Saat musim penghujan, belasan rumah dipastikan terendam banjir, karena air meluap melewati gorong-gorong yang tersumbat.
Bahkan, dari belasan rumah yang terendam banjir, banyak yang dihuni oleh keluarga yang memiliki balita.
Melihat kondisi demikian, pihak pengembang perumahan diduga abai dan tidak mengindahkan keluhan warga.
Salah satu warga perumahan tersebut mengaku mulai mencium bau tak sedap saat hendak menunaikan salat berjamaah di musola yang berada di samping drainase.

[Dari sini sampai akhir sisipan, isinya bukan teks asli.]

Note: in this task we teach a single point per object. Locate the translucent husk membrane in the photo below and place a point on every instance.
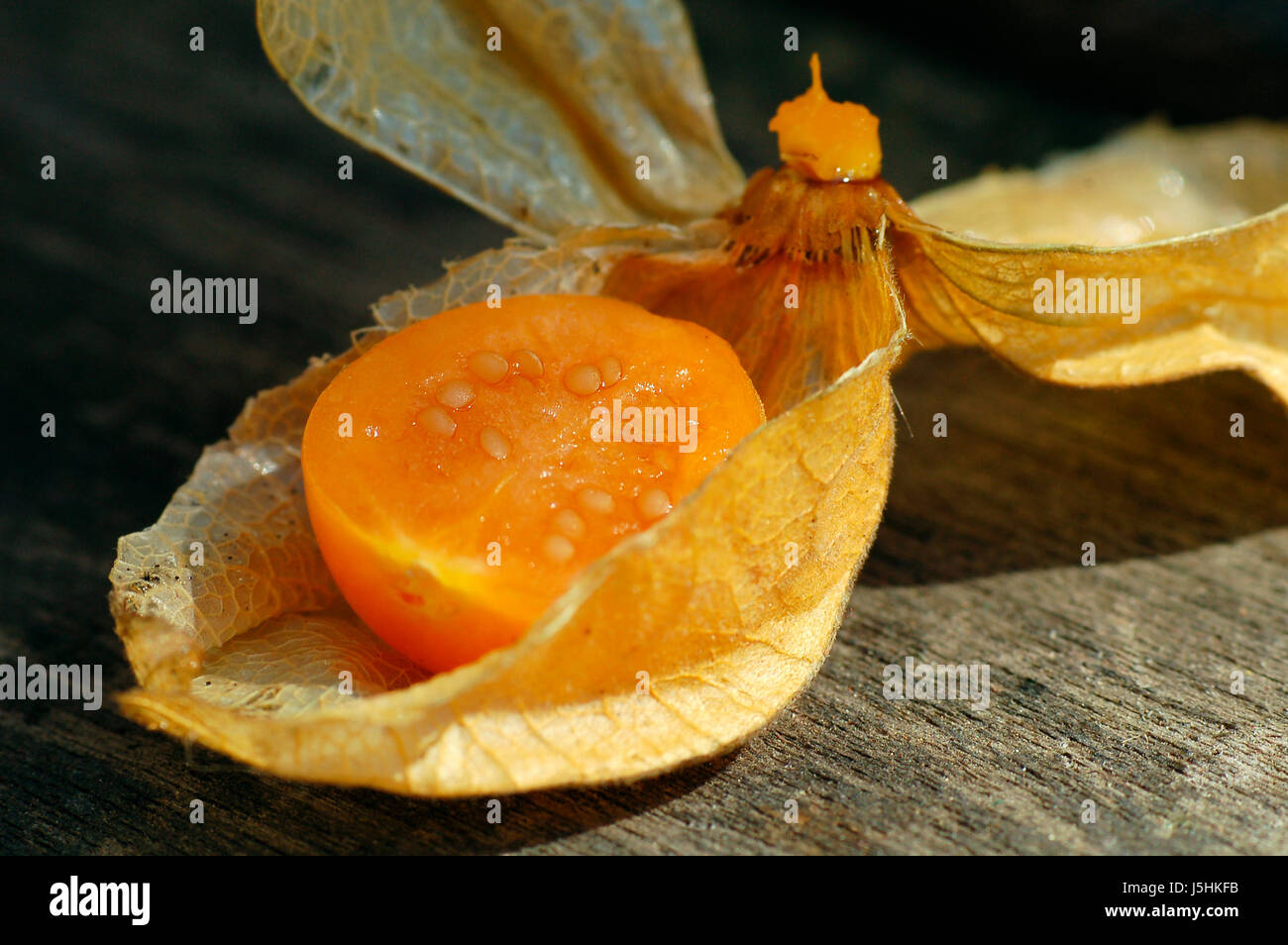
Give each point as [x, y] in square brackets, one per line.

"Waktu saya ambil air wudhu, sempat mencium bau busuk seperti bau lumpur comberan, ternyata berasal dari genangan air di aliran drainase yang tersumbat," katanya kepada Bacageh.id, Senin (27-7-2026).
Selain memicu banjir dan menimbulkan bau tak sedap, genangan air yang kotor tersebut juga disinyalir menjadi sarang nyamuk malaria yang menjadi wabah endemik di Kabupaten Pesawaran.
Warga yang lain turut menyesalkan lambannya respon dari pihak pengembang Perumahan Bina Mitra Familindo, padahal sekitar 180 warga perumahan itu telah membayar iuran sebesar Rp80 ribu per bulan, sebagai biaya perawatan fasilitas umum, keamanan serta penggunaan air bersih.
Pemerintah Kabupaten Pesawaran melalui Dinas Lingkungan Hidup memastikan akan turun ke lokasi untuk meninjau keluhan warga tersebut.
"Kami segera turun ke lokasi, memastikan keluhan warga ini bisa terselesaikan. Kami juga akan berkoordinasi bersama Dinas Perumahan dan Pemukiman (Perkim) dan Dinas PUPR," terang Fahmi, Kabid Penataan pada Dinas Lingkungan Hidup Kabupaten Pesawaran.